Patellofemoral pain syndrome (PFPS) is one of the most prevalent conditions among physically active individuals, with a higher incidence among females (13 - 26%) (
1,
2). The etiology of PFPS is multifactorial and interrelated (
3); however, the importance of hip and core stability in assessing and managing patients with PFPS has been emphasized (
4).
The lumbo-pelvic-hip complex (LPHC) includes all contractile and non-contractile elements of the middle trunk with the associated controlling nervous system (
5,
6). Muscles in the LPHC may contribute to the stability of the trunk and limbs in a kinematic chain by providing a foundation for controlling motions and forces during activities of daily living (
7). The diaphragm, as an internal part of this system, along with the anterior abdominal and pelvic floor muscles, adjusts internal abdominal pressure to maintain both dynamic and static stability (
8,
9). Additionally, core stability is maintained by the efficient function of the lumbo-pelvic-hip complex to control buckling and maintain stability after inducing perturbation.
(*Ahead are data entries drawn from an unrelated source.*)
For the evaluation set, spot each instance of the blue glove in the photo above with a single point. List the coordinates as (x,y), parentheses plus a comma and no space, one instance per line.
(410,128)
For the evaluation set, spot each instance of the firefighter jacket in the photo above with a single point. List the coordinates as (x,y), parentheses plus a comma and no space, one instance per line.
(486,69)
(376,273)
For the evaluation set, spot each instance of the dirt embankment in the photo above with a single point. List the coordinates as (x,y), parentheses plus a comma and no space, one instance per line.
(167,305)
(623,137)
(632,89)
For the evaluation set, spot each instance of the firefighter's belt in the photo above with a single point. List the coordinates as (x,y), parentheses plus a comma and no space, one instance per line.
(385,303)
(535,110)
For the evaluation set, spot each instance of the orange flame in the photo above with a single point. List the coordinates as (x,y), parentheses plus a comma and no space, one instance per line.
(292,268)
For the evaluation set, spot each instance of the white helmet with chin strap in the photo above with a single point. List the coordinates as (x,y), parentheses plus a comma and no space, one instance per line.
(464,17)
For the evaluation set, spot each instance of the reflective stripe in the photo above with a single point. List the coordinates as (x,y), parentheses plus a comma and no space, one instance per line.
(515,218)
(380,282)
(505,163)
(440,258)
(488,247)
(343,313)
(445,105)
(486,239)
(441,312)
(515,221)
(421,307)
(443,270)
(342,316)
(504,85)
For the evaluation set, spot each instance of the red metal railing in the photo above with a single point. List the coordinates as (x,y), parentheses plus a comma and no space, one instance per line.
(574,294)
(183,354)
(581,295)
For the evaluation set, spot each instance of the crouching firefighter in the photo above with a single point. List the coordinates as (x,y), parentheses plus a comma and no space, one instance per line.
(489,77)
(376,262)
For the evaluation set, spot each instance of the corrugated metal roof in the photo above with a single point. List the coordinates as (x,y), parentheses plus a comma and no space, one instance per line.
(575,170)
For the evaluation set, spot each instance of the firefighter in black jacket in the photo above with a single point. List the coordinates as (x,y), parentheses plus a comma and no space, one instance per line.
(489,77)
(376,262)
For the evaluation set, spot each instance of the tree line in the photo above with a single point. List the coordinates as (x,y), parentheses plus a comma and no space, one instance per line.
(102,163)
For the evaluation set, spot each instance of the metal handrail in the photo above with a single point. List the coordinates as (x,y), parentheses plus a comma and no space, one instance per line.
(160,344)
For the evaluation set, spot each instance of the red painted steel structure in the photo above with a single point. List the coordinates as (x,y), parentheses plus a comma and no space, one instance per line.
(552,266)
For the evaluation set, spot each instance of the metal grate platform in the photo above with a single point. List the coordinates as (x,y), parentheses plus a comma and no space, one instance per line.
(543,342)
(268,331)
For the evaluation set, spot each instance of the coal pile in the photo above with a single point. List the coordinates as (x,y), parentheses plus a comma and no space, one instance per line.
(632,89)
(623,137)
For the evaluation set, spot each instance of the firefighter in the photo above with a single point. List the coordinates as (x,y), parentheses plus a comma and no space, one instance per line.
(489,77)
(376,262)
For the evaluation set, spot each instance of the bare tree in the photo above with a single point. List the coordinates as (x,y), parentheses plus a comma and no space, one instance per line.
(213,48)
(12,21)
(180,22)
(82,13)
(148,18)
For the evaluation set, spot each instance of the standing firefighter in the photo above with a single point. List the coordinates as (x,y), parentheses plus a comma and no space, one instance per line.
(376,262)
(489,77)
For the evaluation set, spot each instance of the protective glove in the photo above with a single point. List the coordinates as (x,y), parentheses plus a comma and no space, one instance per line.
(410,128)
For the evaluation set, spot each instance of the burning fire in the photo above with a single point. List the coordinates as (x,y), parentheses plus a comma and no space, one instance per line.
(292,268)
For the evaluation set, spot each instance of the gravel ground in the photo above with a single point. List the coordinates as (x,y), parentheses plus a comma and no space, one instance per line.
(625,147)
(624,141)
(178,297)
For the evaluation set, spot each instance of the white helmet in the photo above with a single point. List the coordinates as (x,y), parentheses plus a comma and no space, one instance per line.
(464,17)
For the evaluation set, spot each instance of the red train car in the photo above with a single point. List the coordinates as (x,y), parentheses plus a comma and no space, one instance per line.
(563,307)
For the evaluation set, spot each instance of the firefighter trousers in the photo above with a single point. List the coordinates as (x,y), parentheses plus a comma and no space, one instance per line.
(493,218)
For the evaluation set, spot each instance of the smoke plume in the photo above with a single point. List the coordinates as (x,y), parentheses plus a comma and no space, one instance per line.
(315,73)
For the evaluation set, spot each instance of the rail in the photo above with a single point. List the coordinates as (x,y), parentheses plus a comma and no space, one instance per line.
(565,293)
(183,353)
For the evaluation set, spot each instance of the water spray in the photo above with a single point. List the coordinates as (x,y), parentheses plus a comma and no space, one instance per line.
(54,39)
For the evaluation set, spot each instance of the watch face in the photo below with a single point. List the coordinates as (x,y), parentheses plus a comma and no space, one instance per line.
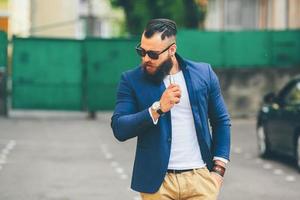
(156,105)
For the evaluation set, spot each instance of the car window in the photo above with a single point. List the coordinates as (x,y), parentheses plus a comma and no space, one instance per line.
(293,96)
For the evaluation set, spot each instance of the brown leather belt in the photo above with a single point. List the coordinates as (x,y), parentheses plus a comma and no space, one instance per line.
(178,171)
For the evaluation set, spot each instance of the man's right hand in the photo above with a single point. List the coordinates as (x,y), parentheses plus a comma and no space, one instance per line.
(170,97)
Moreover, LPHC stability, as a remote factor, is proposed to have impacts on knee joint alignment and function (
10). Previous studies have shown that movements of the trunk in the frontal and transverse planes can directly impact the frontal and internal rotation moment of the knee, respectively (
11,
12). Therefore, deficiencies in the stability of the LPHC may impair the stability of the entire kinematic chain, especially in the frontal plane, particularly knee joint stability, and consequently may exacerbate PFPS symptoms (
4,
13). Recently, LPHC deficiencies, such as abnormal muscle recruitment patterns (
6) and decreased hip and trunk muscle strength (
14), were observed in patients with PFPS.
Furthermore, the diaphragm, as the primary respiratory muscle, along with the pelvic floor and trunk muscles, is regarded as an integral part of the LPHC system, contributing to core stability (
15,
16). Working in conjunction with the anterior abdominal wall muscles, the diaphragm also influences intra-abdominal pressure (
17). It has been proposed that the connections between the diaphragm muscle, thoracolumbar fascia, and transverse fascia serve as pathways for transmitting force and information between the abdominal cavities and the chest, thereby enhancing LPHC strength and stability (
18). Consequently, changes in motor control of this muscle may impact the entire motor control chain, including the knee joint (
19). Numerous studies have explored the role of the diaphragm muscle in dysfunctions of the shoulder (
20), pelvis (
21), ankle (
22), and lower back (
23). One study found that compromising core stability by inducing fatigue in both superficial and deep core musculature in novice female runners led to an increase in peak knee flexion moment during stance, a major risk factor for developing PFPS (
13). Additionally, recent research has shown that incorporating core stability exercises into routine exercise regimens can improve knee pain and function in individuals with PFPS (
4). Therefore, considering the dearth of studies investigating the function of the diaphragm muscle as a potential contributing factor and core element in exacerbating PFPS, as well as the importance of trunk stability in these patients, this study aimed to compare the endurance of trunk muscles, representing LPHC stability, and the contractility of the diaphragm muscle in females with PFPS and healthy females.